疑問のあるメイのEU離脱交渉

メイ首相は、これまで繰り返して、イギリスのEUとの離脱交渉の詳細はいちいち明らかにしないと発言している。しかし、EU側が EU単一市場へのアクセスと人の移動の自由は切り離せないと主張する中、メイが移民のコントロールを優先するとし、イギリスがEUからの離脱時に、EUの単一市場へのアクセス、そして金融サービスの「パスポート権」と呼ばれる、域内で自由に活動できる権利を失い、域内への、もしくは域内でのビジネスやイギリス人の活動に、関税、その他の制約がつく可能性が高まっている。そのため、その交渉戦略について議会がより積極的に関与すべきと考える下院議員が多い。

それは、野党だけではなく、メイの保守党もそうだ。
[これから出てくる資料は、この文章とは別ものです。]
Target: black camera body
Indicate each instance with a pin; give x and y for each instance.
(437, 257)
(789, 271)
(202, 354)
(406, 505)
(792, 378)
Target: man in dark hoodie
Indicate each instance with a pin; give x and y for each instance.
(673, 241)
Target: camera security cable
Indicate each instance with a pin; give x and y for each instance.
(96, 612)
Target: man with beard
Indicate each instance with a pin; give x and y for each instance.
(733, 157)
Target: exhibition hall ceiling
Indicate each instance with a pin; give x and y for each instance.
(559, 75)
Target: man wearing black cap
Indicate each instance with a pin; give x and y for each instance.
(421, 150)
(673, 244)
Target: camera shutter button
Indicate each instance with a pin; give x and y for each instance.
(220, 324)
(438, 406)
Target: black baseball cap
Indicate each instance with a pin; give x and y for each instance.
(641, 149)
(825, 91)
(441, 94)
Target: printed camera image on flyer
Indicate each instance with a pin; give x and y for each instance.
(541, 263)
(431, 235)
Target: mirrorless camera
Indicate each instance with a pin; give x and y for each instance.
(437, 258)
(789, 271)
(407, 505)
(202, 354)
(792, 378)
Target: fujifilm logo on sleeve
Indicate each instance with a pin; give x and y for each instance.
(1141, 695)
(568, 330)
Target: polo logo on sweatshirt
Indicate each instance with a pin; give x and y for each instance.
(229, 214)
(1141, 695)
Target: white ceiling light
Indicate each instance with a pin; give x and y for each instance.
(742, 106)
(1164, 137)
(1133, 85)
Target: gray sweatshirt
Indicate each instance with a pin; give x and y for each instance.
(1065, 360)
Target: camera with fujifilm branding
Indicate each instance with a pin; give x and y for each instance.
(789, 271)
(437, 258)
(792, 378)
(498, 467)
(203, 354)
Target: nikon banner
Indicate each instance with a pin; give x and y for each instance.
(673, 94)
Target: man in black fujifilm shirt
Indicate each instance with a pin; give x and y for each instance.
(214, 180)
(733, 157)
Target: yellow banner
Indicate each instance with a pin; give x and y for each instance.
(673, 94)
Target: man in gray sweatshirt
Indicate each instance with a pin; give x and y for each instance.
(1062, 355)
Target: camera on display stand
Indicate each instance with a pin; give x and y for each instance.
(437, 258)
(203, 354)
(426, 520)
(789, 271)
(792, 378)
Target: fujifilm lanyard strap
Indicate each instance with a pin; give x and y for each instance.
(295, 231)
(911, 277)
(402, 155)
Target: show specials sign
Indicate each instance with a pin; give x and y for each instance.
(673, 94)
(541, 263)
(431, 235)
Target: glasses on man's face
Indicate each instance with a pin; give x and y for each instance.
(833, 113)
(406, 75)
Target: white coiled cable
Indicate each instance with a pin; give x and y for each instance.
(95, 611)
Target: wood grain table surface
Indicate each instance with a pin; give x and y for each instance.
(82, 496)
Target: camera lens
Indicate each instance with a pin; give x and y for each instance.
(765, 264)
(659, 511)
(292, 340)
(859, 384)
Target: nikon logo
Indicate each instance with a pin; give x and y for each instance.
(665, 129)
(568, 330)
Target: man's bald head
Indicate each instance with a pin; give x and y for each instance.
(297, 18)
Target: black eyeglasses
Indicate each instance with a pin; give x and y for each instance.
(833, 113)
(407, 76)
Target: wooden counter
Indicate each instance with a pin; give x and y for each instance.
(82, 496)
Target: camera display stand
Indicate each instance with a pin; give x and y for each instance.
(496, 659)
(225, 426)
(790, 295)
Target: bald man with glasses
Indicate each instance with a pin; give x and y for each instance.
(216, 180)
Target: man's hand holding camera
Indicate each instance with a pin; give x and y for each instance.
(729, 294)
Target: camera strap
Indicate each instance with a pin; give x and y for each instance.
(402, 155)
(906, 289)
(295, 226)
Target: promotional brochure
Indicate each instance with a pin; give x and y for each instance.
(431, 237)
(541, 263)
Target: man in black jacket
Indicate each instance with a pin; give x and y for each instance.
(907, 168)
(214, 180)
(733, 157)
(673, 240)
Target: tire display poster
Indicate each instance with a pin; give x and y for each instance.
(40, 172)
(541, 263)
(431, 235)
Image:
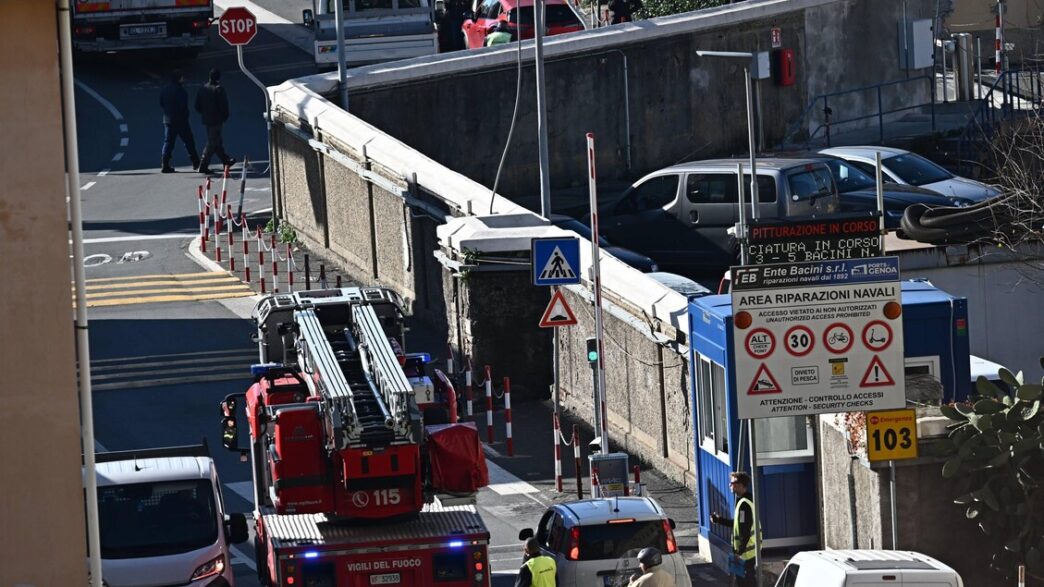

デービスBrexit相は、10月10日、それを拒否した。下院の財務委員会の委員長で保守党のアンドリュー・タイリーは、戦略を秘密にするメイの決定は全く受け容れられない、交渉の内容を欧州からの情報漏れで知るようなこととなると警告した。また、同じく保守党で元法務長官のドミニック・グリーブは、交渉を下院に諮問することなく、最終的な合意に下院が賛成しなければ、政府はもたないと指摘した。

保守党の離脱派の下院議員には、メイらは下院を無視して交渉しようとしているが、それは非民主主義的で、憲法に反し、立法府の権限を無視したものだと反発する人がいる。議会の主権を回復するために離脱に投票したのに、EUの専横が、議会の権限を無視する政府に取って代わられただけだとする。

メイの態度は、視野の狭い、厳格な母親が、自分はすべてわかっている、みんなのこと、特に恵まれない人たちのことを考えてうまく采配するから、自分に任せておきなさいと主張するようなものに見える。母親の温かみを感じさせず、政策は押し付けである。既に、選別教育のグラマースクール拡張方針には強い反対を受け、地域が望めばと大幅にトーンダウンした。企業に働いている外国人の数を公表させる政策は、企業から強い反対を受け、公表の必要はないと立場を変えた。離脱の秘密交渉も妥協に迫られる可能性が高いように思われる。